と、彼女は元気になって帰っていきました。
最近、この森歩きを始める彼女達は、これまでそれほど自然に興味を持っていなかったタイプの方々が多かったように感じます。コロナ禍という社会状況になってから、家や室内に籠りがちだったり、人と接する機会が減ったりしているせいか、森林散策カウンセリングを始める人が増えたように思います。人と対話し、交流する喜びや、森の中で発見する自然の楽しみ、そして、これらを通じて、自身に対する新たな側面や気づきを毎回得るようです。皆さん、特に、大きな問題や悩みを抱えているわけではないのですが、この森歩きを楽しみながら、自分自身を成長させていっているように感じます。

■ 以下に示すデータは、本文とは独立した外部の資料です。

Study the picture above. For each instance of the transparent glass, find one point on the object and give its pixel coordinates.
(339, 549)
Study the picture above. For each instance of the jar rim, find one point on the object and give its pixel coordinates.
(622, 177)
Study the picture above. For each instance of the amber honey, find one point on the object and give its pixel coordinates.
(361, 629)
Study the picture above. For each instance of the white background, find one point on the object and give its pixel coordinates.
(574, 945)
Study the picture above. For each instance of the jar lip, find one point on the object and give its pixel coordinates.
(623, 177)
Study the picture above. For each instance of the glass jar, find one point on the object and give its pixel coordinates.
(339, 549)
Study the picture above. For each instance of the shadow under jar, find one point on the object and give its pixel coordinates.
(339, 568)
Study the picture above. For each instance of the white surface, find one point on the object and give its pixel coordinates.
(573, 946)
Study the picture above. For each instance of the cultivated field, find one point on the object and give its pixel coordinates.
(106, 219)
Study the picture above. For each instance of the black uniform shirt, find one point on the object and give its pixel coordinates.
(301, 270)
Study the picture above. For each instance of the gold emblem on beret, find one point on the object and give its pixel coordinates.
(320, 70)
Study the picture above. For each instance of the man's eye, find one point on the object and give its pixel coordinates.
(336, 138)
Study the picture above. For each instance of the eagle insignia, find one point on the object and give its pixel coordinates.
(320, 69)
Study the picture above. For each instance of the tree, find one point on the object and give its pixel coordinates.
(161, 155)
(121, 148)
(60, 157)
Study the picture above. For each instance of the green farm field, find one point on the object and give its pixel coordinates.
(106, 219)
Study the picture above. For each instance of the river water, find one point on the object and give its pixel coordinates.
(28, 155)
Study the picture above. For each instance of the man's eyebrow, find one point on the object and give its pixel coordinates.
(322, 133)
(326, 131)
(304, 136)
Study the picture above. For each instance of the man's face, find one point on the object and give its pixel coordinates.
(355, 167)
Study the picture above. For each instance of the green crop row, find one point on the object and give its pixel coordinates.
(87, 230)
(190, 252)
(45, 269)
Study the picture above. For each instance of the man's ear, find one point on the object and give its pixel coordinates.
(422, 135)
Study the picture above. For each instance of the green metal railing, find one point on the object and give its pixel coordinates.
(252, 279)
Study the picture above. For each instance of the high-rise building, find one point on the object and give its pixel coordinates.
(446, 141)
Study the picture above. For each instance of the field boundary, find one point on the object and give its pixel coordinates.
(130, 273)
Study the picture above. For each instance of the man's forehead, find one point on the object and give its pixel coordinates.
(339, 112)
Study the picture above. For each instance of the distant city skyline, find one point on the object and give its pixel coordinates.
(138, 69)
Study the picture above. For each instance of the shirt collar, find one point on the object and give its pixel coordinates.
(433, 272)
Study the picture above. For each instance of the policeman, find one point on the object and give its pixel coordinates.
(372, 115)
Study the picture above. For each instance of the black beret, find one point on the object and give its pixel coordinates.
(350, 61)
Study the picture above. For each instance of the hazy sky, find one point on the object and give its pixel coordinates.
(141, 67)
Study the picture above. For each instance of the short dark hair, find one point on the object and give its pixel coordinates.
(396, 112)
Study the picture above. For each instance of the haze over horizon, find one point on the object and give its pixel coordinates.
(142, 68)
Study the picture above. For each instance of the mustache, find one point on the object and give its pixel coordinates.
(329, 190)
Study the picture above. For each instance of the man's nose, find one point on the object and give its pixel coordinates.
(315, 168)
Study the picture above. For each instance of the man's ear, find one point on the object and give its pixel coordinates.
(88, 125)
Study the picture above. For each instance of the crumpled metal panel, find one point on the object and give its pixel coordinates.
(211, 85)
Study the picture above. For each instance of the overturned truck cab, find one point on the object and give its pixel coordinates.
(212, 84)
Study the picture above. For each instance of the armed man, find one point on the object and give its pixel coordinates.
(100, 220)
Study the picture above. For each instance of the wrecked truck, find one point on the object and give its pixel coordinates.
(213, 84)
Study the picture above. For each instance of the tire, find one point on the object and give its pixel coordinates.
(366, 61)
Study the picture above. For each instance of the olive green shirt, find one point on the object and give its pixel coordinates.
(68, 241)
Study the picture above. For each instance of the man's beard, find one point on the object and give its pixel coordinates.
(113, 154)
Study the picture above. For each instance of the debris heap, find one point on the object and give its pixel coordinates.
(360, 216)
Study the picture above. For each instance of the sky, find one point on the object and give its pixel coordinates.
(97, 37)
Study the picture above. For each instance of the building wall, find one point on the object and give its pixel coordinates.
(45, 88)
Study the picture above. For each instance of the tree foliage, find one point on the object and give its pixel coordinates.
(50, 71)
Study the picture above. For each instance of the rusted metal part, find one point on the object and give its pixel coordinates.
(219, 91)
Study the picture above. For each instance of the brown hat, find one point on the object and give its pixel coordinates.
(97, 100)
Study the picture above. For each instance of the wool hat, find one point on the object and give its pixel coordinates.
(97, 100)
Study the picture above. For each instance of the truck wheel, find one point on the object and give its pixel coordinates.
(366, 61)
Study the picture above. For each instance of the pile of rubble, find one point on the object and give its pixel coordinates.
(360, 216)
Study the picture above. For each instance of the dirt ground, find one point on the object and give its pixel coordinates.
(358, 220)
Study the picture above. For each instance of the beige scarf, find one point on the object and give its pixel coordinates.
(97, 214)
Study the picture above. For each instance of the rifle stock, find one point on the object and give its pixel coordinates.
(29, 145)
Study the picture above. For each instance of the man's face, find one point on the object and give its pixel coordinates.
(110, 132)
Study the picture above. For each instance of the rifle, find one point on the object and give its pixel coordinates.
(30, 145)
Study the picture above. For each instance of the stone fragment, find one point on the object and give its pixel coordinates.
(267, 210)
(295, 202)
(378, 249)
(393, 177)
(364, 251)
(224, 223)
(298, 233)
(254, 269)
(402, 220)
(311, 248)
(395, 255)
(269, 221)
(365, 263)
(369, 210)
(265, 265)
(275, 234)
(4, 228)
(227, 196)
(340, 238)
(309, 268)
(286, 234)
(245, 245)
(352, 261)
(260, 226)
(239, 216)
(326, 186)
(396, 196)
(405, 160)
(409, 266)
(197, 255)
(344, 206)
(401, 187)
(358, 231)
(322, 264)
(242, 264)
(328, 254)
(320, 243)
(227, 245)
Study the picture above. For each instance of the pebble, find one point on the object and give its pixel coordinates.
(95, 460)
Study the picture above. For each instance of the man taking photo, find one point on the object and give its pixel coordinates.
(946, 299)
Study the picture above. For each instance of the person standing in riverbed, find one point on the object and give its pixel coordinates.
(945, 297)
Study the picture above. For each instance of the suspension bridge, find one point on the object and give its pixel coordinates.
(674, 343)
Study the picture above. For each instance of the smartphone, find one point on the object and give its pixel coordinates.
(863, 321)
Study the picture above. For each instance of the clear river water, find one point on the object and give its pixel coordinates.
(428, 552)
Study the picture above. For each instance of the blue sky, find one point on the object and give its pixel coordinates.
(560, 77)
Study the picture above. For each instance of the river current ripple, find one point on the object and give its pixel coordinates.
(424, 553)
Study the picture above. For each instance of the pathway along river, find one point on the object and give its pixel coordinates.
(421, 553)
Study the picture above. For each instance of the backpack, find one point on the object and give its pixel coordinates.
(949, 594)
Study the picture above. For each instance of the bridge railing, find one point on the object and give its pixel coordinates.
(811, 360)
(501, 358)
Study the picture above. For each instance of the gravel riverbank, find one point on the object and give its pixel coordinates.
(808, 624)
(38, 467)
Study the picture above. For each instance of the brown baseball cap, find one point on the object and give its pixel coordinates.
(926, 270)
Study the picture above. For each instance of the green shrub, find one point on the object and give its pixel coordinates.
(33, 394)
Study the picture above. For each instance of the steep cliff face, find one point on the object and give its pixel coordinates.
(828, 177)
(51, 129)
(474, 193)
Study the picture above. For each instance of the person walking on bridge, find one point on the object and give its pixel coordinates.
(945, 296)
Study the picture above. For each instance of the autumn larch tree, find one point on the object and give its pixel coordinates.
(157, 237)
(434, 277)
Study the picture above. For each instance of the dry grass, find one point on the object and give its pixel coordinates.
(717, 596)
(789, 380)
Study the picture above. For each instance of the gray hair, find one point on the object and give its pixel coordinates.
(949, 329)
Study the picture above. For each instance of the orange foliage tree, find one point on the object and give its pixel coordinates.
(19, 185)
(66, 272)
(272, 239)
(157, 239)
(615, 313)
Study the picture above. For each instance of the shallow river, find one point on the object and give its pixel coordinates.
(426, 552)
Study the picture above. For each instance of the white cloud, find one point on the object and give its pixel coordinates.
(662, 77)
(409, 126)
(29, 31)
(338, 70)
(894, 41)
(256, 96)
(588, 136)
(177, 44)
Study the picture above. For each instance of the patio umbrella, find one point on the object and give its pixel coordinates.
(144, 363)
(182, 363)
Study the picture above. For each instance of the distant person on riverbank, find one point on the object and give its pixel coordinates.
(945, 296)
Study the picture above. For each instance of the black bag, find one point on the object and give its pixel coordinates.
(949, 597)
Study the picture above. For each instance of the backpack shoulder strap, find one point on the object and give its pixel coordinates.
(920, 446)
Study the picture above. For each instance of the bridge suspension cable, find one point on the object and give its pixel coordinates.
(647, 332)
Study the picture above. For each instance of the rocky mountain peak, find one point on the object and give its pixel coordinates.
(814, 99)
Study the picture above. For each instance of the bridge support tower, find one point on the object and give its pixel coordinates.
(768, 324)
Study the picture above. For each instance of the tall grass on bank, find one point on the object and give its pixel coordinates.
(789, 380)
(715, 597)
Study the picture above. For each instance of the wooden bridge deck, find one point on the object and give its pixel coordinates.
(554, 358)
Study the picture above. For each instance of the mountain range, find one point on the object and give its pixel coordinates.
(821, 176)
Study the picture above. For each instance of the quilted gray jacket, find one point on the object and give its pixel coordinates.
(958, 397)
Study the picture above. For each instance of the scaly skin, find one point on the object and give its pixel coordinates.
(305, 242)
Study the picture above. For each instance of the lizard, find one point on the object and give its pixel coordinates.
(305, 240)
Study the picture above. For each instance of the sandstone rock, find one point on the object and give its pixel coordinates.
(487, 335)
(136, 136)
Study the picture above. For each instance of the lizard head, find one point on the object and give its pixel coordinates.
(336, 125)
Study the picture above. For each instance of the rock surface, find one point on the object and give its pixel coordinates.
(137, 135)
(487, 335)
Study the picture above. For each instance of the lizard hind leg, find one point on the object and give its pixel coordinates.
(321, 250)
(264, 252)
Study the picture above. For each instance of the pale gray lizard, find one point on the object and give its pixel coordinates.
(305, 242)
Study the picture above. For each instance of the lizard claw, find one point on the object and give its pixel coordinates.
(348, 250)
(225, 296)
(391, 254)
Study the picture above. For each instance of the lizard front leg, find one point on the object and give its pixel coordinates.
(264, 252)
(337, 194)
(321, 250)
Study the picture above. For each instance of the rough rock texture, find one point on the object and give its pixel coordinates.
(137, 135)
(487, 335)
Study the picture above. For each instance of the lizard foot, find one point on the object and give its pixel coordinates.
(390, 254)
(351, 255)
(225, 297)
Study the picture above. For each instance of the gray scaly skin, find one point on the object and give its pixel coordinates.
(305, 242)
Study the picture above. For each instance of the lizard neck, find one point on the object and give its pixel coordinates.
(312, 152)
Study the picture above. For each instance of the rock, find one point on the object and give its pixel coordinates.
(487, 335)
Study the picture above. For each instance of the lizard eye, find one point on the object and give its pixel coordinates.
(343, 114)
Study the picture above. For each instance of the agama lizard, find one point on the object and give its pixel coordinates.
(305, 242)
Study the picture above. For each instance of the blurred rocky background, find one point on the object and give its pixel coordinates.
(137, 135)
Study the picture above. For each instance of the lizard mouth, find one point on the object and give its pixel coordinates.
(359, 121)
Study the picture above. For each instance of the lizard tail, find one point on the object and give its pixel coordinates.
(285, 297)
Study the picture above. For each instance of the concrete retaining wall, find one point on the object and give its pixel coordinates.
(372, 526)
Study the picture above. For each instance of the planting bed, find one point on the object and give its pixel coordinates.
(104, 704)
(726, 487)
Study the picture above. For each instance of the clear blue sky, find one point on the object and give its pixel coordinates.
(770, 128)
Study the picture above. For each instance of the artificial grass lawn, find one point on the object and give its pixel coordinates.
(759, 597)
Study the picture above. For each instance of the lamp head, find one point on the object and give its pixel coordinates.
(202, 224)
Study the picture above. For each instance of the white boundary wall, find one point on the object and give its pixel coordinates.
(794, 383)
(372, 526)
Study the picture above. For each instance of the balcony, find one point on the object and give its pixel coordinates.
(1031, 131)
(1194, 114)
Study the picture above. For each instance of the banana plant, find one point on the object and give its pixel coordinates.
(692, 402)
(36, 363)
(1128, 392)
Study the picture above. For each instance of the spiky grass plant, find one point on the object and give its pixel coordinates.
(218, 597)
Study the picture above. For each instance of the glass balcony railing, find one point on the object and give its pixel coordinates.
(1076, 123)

頼もしいです。来月は、秋本番です。楽しみですね!
ブログ執筆者 竹内啓恵
https://jumoku.co.jp/info/b201906-2/
~森のメモ~
※ぐりとぐら
なかがわえりこ作 おおむらゆりこ(絵)1967 福音館書店(1967)
お料理することと食べることが好きな野ねずみのぐりとぐらが、森で大きな卵を見つけ、その場にフライパンを持ってきてカステラ(パンケーキではない!)を作るお話です。世界中の子どもたちに読み継がれている絵本です。